Falolu Olaitan

Posted on Jun 8

Building Resilient AKS Workloads: Preventing Single-Pod Failures from Becoming Customer Incidents

#sre #pod #aks #azure

Introduction

One of the fastest ways to identify whether an application was designed for production is to delete a pod.

If deleting a single pod causes customer-facing downtime, the application is not resilient regardless of how modern the platform appears.

I have encountered environments running on Kubernetes with autoscaling, ingress controllers, monitoring platforms, and multiple node pools, yet a single pod restart was enough to create an outage.

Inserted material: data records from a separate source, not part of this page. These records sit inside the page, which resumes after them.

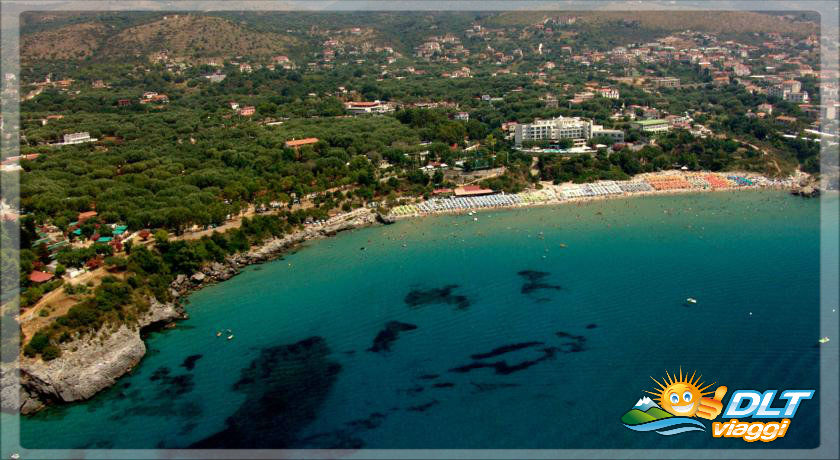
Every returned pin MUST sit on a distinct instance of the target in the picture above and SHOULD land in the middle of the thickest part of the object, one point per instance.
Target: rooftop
(656, 121)
(299, 142)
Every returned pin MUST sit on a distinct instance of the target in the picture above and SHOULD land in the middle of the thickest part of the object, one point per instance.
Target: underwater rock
(533, 281)
(424, 407)
(388, 335)
(504, 349)
(189, 362)
(420, 297)
(573, 343)
(284, 388)
(372, 421)
(503, 368)
(482, 387)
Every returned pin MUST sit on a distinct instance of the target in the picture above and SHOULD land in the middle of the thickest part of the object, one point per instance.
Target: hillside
(668, 21)
(197, 36)
(75, 41)
(182, 35)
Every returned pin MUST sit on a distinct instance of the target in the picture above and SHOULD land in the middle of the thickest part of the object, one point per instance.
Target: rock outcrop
(92, 363)
(89, 364)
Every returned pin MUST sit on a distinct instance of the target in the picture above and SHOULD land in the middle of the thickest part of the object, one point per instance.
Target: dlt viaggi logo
(680, 400)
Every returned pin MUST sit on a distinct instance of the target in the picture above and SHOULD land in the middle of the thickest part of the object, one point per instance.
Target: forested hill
(187, 36)
(116, 36)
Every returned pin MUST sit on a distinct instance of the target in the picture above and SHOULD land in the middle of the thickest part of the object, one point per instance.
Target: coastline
(761, 183)
(94, 363)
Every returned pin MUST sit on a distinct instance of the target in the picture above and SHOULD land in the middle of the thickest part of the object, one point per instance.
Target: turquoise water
(589, 298)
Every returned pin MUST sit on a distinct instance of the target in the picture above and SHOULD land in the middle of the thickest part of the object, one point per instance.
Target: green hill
(657, 413)
(637, 417)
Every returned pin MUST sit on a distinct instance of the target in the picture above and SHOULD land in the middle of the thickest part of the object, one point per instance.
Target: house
(665, 82)
(298, 143)
(152, 97)
(83, 216)
(766, 108)
(40, 277)
(652, 126)
(472, 190)
(215, 78)
(609, 93)
(358, 108)
(77, 138)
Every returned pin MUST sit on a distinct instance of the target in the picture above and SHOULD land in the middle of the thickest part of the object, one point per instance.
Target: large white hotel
(576, 129)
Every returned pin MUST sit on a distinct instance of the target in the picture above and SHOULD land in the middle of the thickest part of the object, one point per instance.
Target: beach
(605, 283)
(647, 184)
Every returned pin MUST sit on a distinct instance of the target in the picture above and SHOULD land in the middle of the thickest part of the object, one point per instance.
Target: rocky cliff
(87, 365)
(93, 363)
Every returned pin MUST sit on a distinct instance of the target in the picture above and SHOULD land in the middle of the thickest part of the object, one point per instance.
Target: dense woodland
(195, 162)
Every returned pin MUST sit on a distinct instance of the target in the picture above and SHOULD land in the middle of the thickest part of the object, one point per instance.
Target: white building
(77, 138)
(786, 92)
(609, 93)
(553, 130)
(615, 135)
(358, 108)
(652, 126)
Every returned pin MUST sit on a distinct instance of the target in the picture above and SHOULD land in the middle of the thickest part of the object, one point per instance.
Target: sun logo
(686, 396)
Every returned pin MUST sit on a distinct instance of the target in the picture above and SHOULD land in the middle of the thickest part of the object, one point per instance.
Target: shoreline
(92, 364)
(761, 183)
(97, 361)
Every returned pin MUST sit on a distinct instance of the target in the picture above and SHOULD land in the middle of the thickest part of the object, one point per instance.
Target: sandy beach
(662, 183)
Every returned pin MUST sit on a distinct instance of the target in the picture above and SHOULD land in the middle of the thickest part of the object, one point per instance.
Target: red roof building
(83, 216)
(296, 143)
(40, 277)
(472, 190)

The problem is not Kubernetes.

The problem is assuming Kubernetes automatically provides resilience.

Kubernetes provides the tools required to build resilient workloads, but those tools must be implemented correctly.

This article explores practical techniques for preventing routine events such as pod restarts, node maintenance, upgrades, and scaling operations from becoming customer incidents.

Understanding Failure as a Normal Event

Many engineers approach Kubernetes as though failures are exceptional.

In reality, failures are expected.

Pods terminate.

Nodes reboot.

Containers crash.

Applications restart.

Deployments roll forward.

Deployments roll back.

A resilient application assumes these events will happen and continues serving traffic when they do.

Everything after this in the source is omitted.